Principal Sensitivity Analysis
Sotetsu Koyamada, Masanori Koyama, Ken Nakae, Shin Ishii

TL;DR
Principal Sensitivity Analysis (PSA) introduces a method to identify the most sensitive input directions of classifiers, helping to interpret learned knowledge in neural networks through visualization of principal sensitivity maps.
Contribution
The paper proposes a novel algorithm, PSA, for analyzing classifier sensitivity and decomposing learned knowledge using principal sensitivity maps.
Findings
PSA effectively visualizes classifier sensitivity.
Application to neural networks demonstrates interpretability.
Decomposition of knowledge in trained classifiers.
Abstract
We present a novel algorithm (Principal Sensitivity Analysis; PSA) to analyze the knowledge of the classifier obtained from supervised machine learning techniques.
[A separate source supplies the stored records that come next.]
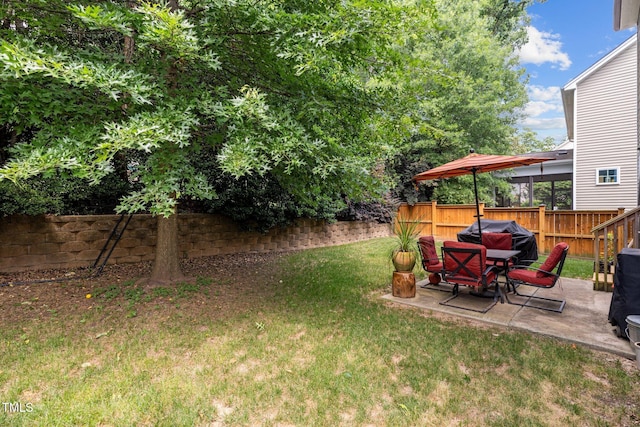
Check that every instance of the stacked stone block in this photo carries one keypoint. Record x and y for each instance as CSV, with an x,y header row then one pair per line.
x,y
43,242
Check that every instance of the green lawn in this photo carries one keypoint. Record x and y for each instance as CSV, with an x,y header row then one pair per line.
x,y
322,349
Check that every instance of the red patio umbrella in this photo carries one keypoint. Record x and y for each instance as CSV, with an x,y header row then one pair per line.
x,y
474,163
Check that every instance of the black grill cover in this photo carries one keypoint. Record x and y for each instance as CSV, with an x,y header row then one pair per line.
x,y
523,239
626,289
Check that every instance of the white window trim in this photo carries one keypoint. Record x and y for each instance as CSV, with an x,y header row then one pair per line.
x,y
617,169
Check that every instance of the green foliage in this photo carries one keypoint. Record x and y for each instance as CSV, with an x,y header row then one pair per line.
x,y
406,234
298,104
278,90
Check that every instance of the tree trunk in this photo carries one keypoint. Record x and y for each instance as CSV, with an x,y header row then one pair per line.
x,y
166,267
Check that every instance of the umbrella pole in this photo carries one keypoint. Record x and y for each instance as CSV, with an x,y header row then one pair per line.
x,y
475,190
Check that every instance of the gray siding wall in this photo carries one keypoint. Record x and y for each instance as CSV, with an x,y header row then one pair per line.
x,y
606,134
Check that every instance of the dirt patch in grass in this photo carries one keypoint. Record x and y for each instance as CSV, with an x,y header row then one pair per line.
x,y
225,284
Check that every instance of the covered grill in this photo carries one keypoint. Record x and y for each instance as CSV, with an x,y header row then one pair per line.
x,y
523,239
625,300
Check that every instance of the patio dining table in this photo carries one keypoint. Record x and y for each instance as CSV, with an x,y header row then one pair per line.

In particular, we define principal sensitivity map (PSM) as the direction on the input space to which the trained classifier is most sensitive, and use analogously defined k-th PSM to define a basis for the input space. We train neural networks with artificial data and real data, and apply the algorithm to the obtained supervised classifiers. We then visualize the PSMs to demonstrate the PSA's ability to decompose the knowledge acquired by the trained classifiers.